Darth Stalin pisze:na I semestrze połowa roku poległa właśnie na logice
co jest kolejnym przykładem braku wykształcenia prawników
X
Nie "prawników" tylko "kandydatów na prawników" a to duuuża różnica. Dopóki nie obronisz pracy nie możesz nazwać się prawnikiem, podobnie jak nie nazwałbym "historykiem" gościa, ktory odpadł po pierwszym semestrze studiów historycznych...
Jak zaczynałem, to mój rok (dzienne, Łódź) liczył jakieś 260 osób. Z tego w przepisowym terminie (5 lat) do końca dojechało jakieś 50 osob; reszta "wypełnienia" to spadochroniarze, przy czym na żadnym roku liczba studentów nie przekroczyła 300
Wzory Viete'a - ale to są wzory na rozwiązywanie układów równań i nierówności z wieloma niewiadomymi
DARTH STALIN - Lord Generalissimus Związku Socjalistycznych Republik Sithów
Owszem - to był Towarzysz Stalin... i na niego nie znaleźli rozwiązania...
Na swoim pierwszym wykładzie profesor M. (młodszy) stwierdził, że założenie, jakoby wszyscy studenci pierwszego roku mieli skończyć studia, jest całkowicie błędne
Kiedyś stwierdziliśmy, że student prawa jest zwierzyną łowną bez okresów ochronnych
DARTH STALIN - Lord Generalissimus Związku Socjalistycznych Republik Sithów
Owszem - to był Towarzysz Stalin... i na niego nie znaleźli rozwiązania...

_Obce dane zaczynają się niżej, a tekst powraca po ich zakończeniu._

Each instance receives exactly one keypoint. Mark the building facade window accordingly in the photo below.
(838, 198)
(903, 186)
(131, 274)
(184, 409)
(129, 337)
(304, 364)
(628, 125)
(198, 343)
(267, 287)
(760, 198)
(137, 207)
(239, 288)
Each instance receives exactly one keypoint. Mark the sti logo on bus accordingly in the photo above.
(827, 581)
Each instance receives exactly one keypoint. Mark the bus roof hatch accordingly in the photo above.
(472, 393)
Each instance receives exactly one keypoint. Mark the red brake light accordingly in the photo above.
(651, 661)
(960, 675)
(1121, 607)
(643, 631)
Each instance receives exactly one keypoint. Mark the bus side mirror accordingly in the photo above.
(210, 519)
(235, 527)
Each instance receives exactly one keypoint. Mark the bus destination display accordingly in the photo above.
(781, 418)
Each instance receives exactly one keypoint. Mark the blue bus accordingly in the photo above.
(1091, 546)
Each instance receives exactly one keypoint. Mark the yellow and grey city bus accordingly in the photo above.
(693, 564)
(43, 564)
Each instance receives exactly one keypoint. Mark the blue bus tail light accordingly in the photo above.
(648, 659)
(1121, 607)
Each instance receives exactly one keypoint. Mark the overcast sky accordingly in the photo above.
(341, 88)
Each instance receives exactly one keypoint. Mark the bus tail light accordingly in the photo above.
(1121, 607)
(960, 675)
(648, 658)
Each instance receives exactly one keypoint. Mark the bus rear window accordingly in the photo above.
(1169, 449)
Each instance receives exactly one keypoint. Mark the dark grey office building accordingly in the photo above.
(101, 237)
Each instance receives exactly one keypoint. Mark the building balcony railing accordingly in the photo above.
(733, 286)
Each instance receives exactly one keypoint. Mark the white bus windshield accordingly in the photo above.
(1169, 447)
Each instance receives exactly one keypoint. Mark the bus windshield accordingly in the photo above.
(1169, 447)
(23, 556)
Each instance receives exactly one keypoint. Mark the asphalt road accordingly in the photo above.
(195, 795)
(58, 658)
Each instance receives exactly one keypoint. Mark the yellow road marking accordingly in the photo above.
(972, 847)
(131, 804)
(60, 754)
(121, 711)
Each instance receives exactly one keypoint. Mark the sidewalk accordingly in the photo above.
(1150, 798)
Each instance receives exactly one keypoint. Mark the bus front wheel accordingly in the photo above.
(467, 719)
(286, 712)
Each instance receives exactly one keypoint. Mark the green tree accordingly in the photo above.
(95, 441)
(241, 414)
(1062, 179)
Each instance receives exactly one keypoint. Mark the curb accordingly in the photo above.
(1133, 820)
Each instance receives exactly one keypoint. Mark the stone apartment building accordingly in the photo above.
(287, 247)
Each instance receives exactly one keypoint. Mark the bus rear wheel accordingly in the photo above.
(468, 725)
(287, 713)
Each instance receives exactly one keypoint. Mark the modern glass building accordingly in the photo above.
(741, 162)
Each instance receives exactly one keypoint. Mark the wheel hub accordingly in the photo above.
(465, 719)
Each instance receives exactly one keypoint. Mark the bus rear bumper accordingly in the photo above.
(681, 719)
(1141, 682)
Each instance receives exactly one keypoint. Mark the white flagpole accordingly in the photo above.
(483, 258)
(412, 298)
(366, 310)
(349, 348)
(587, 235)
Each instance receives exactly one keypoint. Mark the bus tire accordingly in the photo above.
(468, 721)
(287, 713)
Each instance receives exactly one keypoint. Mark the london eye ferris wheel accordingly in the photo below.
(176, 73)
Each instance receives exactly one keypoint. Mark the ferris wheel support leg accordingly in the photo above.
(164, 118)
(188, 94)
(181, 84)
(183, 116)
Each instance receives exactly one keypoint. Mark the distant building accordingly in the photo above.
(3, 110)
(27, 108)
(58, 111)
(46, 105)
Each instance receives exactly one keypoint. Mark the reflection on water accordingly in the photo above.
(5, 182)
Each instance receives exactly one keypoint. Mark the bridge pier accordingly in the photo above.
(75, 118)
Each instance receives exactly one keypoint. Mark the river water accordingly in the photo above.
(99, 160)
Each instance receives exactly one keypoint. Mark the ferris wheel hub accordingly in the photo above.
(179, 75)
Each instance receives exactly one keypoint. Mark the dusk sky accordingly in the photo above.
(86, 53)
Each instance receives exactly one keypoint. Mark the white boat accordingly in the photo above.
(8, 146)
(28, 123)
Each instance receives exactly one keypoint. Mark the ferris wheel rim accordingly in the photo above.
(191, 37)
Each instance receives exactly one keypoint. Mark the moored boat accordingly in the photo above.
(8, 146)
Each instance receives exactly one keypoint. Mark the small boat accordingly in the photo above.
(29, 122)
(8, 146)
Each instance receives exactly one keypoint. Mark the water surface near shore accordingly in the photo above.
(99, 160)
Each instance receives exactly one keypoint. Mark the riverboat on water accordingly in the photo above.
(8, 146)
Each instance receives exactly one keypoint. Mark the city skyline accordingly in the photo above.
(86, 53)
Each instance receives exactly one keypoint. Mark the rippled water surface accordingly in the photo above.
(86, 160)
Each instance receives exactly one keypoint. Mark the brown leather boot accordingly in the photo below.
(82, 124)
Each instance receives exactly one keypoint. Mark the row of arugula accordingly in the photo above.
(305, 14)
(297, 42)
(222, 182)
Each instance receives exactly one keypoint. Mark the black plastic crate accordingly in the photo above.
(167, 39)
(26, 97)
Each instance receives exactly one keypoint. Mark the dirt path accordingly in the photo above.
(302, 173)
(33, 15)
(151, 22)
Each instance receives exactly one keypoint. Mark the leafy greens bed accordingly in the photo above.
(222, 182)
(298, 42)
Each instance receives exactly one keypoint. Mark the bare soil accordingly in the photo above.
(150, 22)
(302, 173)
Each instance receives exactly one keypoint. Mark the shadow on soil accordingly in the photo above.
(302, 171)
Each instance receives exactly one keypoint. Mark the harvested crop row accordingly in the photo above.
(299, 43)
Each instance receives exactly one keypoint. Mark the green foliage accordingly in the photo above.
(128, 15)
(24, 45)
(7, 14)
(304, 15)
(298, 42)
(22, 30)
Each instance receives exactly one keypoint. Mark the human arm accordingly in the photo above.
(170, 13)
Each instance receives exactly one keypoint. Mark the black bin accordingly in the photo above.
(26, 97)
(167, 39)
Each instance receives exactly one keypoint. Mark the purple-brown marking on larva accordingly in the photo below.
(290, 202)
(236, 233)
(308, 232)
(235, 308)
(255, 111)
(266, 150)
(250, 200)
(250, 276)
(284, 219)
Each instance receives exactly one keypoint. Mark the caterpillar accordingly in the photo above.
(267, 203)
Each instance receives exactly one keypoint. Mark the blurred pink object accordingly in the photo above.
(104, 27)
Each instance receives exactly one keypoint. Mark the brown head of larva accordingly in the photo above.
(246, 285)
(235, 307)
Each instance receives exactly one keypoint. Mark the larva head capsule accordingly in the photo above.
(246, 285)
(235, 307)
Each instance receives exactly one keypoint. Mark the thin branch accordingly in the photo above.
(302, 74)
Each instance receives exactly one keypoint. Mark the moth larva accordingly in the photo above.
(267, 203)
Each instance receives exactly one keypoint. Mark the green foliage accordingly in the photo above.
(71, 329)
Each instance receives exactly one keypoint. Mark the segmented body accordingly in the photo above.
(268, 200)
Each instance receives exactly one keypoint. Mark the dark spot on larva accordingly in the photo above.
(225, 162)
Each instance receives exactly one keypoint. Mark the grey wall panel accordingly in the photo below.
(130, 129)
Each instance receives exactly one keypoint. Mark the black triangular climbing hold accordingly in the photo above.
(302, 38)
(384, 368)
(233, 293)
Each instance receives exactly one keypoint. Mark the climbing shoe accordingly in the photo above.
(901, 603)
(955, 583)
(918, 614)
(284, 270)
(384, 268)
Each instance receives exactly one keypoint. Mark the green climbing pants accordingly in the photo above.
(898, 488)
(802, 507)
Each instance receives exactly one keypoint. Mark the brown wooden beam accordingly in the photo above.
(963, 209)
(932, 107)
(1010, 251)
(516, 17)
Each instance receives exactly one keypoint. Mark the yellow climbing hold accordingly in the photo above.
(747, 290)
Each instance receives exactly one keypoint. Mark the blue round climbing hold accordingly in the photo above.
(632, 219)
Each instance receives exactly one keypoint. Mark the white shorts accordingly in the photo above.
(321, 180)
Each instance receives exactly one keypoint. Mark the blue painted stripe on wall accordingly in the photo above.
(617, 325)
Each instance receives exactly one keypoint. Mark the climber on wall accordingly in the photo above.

Darth Stalin pisze:na I semestrze połowa roku poległa właśnie na logice
co jest kolejnym przykładem braku wykształcenia prawników
X
Nie "prawników" tylko "kandydatów na prawników" a to duuuża różnica. Dopóki nie obronisz pracy nie możesz nazwać się prawnikiem, podobnie jak nie nazwałbym "historykiem" gościa, ktory odpadł po pierwszym semestrze studiów historycznych...
No i tutaj jest różnica: żeby być historykiem, niewymagane są studia, zaliczenia i kolokwia, tylko umiejętności, zdolności i rozum.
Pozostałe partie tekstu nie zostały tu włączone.